May 22, 2024

Report Wire

News at Another Perspective

Updated tax return reduces hefty penalties

2 min read

An up to date tax return, which was launched within the Union funds 2022, permits taxpayers to rectify any incorrect disclosure of revenue inside two years of the tip of the related evaluation yr (AY).

 For instance, taxpayers who miss disclosing some revenue within the revenue tax return for the monetary yr 2021-22 (AY 22-23) can file an up to date return till 31 March 2025.

Until now, a taxpayer may revise such omission or any error within the revenue tax return by submitting a revised return, which needs to be filed by 31 December of the AY; that’s inside about 5 months from the due date of submitting the unique return by a person (with out audit).

After that, there was no choice to rectify the return and disclose further revenue.
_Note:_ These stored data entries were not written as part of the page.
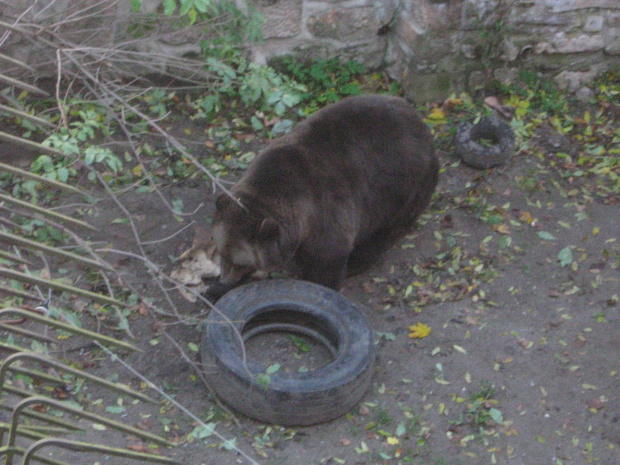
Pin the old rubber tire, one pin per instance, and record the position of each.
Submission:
(288, 399)
(483, 156)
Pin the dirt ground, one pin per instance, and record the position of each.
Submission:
(515, 270)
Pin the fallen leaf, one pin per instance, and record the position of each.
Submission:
(501, 228)
(419, 330)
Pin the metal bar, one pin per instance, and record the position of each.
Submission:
(82, 414)
(26, 333)
(46, 418)
(45, 212)
(22, 85)
(21, 451)
(23, 114)
(86, 447)
(41, 179)
(23, 242)
(30, 144)
(13, 257)
(5, 366)
(15, 62)
(18, 293)
(69, 328)
(10, 274)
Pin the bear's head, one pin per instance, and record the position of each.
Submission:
(248, 239)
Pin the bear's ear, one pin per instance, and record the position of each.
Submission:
(269, 230)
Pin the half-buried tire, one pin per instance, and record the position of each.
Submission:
(288, 399)
(485, 144)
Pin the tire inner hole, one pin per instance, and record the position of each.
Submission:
(295, 341)
(484, 136)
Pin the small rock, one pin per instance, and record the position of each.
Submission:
(585, 94)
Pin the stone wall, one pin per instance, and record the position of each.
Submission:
(435, 47)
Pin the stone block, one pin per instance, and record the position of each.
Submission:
(421, 88)
(347, 25)
(594, 24)
(581, 43)
(283, 18)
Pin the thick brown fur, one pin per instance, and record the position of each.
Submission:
(332, 195)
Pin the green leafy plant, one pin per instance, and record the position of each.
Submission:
(327, 81)
(481, 410)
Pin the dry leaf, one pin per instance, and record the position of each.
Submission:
(419, 330)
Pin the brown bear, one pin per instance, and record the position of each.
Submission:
(330, 196)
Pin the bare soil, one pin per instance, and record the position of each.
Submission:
(482, 270)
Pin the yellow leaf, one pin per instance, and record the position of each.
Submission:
(419, 330)
(501, 228)
(527, 217)
(436, 113)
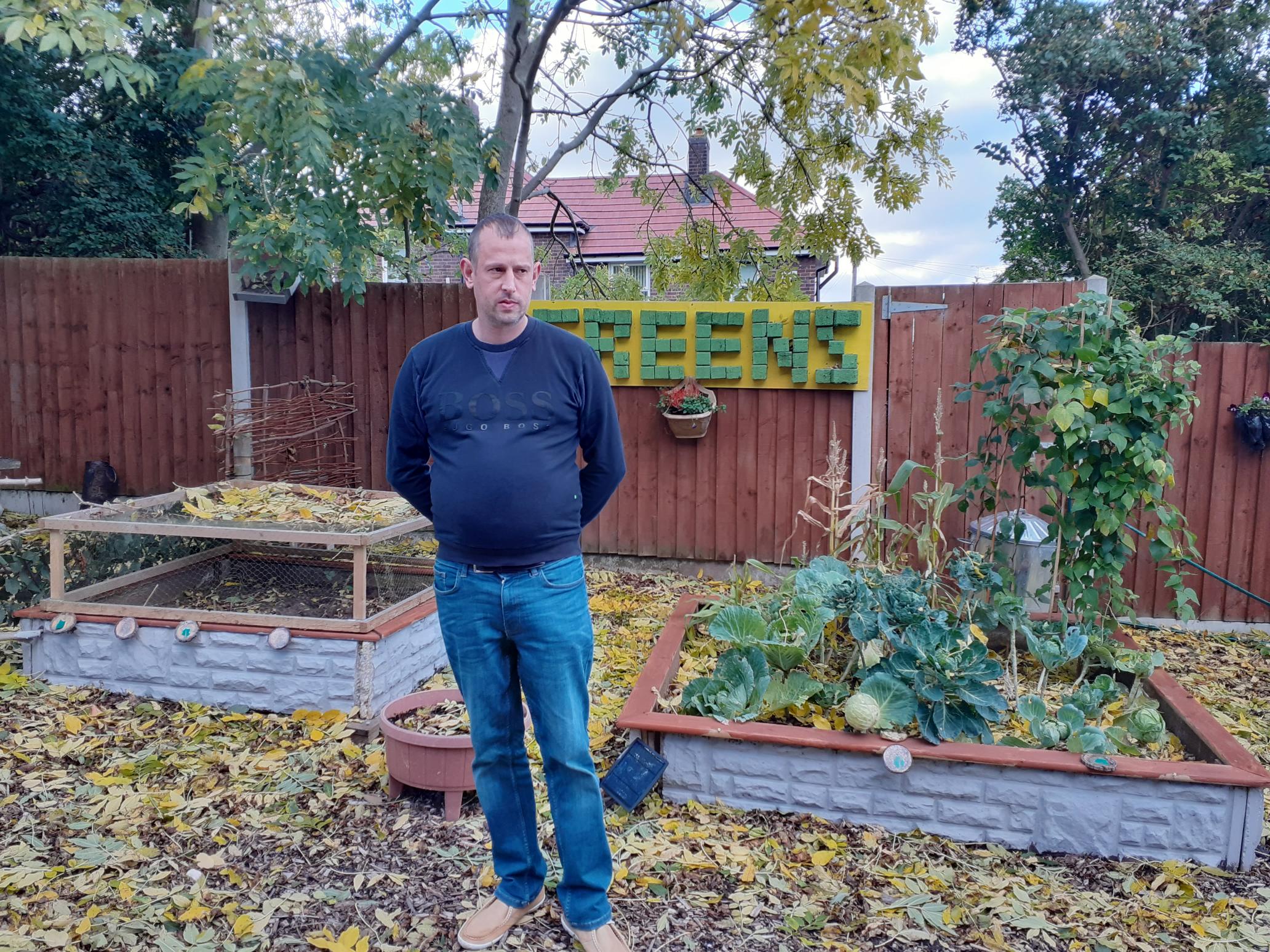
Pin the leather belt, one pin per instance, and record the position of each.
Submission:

This was an issue as under-reporting of revenue beneath the Income-Tax Act attracts hefty penalties ranging between 50% and 200% of the tax quantity.

“This motion of the I-T division was not taxpayer-friendly, particularly in circumstances the place an assessee couldn’t appropriate the errors for real causes. To mitigate hardship and supply a further time to file an accurate return on noticing omission and/or withdrawal of debatable claims, the up to date tax return has been launched, topic to fee of taxes and curiosity,” stated Dhaval Selwadia, companion, N.A. Shah Associates.

 Thus, one can use the up to date return as a possibility when a revised return couldn’t be filed inside the finish of an AY.

Note that the up to date return may be filed solely as soon as for an FY and must be accomplished so rigorously.

The different essential distinction between an up to date return and the revised return is that the previous can be utilized solely when updating a return ends in further revenue.

“If the taxpayer intends to take any profit by availing of any exemption/deduction/loss not claimed earlier, this facility can’t be used. It can’t be filed even in circumstances the place there are particular proceedings already pending towards the taxpayer for a similar yr,” stated Sandeep Sehgal, tax companion, AKM Global.

Besides tax on the extra revenue disclosed and the relevant curiosity on such an quantity, taxpayers submitting up to date returns should shell out extra.

This is within the type of further taxes, which is the same as 25% of the additional dues if an up to date return is filed inside 12 months from the tip of the evaluation yr.

If it’s filed after 12 months however earlier than 24 months from the tip of the evaluation yr, the extra tax charge can be 50percentof the additional dues.